ブラジルの国旗と秋の島根県大会の優勝旗を手にする清水タデウ健次選手(左)と興梠フェリペケンゾウ選手=松江市上乃木10丁目、市営野球場(立正大淞南高校提供)
ブラジルの国旗と秋の島根県大会の優勝旗を手にする清水タデウ健次選手(左)と興梠フェリペケンゾウ選手=松江市上乃木10丁目、市営野球場(立正大淞南高校提供)

 ブラジルから立正大淞南高校(松江市大庭町)に野球留学した日系の球児2人が言葉や文化の違いを越えて野球に励み、チームメートとともに甲子園行きを目指す。10月の秋季中国地区高校野球大会ではベスト8入りに貢献して自信を深め、さらなる精進を誓う。(原暁)

 代打の切り札の清水タデウ健次選手(18)と、内野の要の興梠(こうろぎ)フェリペケンゾウ選手(16)の2年生2人。ともにブラジルでは「ヤクルトアカデミー」でプレーし、清水選手が昨年3月、興梠選手が今年4月に立正大淞南に入った。

 2人によると、ブラジルでは、中学までは野球を楽しむ環境が整っているが、高校以上は特に能力が高い選手など限られた人しか競技を続けられず、野球を諦める人も少なくない。

 清水選手は、野球を通じた青少年教育に携わる日本人男性の仲介もあり、日本の高校野球のチーム数や部員の多さに驚きながらも来日を決断。興梠選手も、新型コロナウイルスの影響で野球どころか学校に行くことさえできなくなり、以前から憧れのあった日本の野球を志し、後を追った。

 2人とも簡単な日本語は分かるが、監督やコーチの指示を瞬時に理解できないことが多々ある。協調性を重んじる日本のプレースタイルにも当初はなじめなかった。支えになったのはチームメートの存在。監督やコーチから部員全員に指示が飛ぶと、その後、仲間が2人に駆け寄り、指示をかみ砕いて説明する。興梠選手は「みんな優しくて好き」と感謝する。

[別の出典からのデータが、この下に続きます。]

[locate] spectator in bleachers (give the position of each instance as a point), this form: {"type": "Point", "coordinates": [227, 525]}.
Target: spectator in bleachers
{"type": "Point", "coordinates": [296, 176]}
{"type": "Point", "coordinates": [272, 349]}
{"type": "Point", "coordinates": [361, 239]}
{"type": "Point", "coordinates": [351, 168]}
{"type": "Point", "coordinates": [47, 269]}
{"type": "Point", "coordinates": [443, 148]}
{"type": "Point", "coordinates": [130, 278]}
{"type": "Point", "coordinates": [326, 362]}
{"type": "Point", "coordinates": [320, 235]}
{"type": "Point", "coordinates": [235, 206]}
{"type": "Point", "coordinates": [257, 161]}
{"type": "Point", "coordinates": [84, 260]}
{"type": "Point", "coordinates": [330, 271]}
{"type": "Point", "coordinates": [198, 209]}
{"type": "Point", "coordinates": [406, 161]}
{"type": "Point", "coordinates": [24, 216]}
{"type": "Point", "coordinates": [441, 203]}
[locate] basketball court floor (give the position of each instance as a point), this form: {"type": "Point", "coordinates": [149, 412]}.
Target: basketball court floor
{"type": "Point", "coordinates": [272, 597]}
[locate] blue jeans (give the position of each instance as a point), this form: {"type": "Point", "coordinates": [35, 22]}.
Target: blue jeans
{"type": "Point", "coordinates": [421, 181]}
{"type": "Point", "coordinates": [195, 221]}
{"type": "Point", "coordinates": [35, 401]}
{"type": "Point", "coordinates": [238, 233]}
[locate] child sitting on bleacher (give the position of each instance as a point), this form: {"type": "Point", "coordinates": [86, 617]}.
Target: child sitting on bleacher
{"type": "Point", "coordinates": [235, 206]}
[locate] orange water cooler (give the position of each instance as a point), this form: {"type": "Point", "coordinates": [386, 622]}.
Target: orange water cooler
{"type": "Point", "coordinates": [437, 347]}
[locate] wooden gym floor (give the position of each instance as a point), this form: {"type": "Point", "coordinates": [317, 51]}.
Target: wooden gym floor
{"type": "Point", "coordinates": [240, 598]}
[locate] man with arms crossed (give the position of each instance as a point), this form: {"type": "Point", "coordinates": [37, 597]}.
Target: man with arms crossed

 周囲に支えられ、責任感の強い清水選手はグラウンドでも私生活でもチームの中心的存在に、明るく強気な性格の興梠選手は試合で劣勢な時でも盛り上げるムードメーカー的存在となった。他の部員にとって刺激になっており、太田充監督は「良い効果しかない」と話す。

 秋の中国大会では清水選手が代打で適時打を放ち、興梠選手は好守でもり立て、甲子園行きの夢を実現したい気持ちが強くなった。清水選手は「どんな形であれチームの勝利に貢献したい」、興梠選手は「もっともっと上手になりたい」と話し、日本で一花咲かせるつもりだ。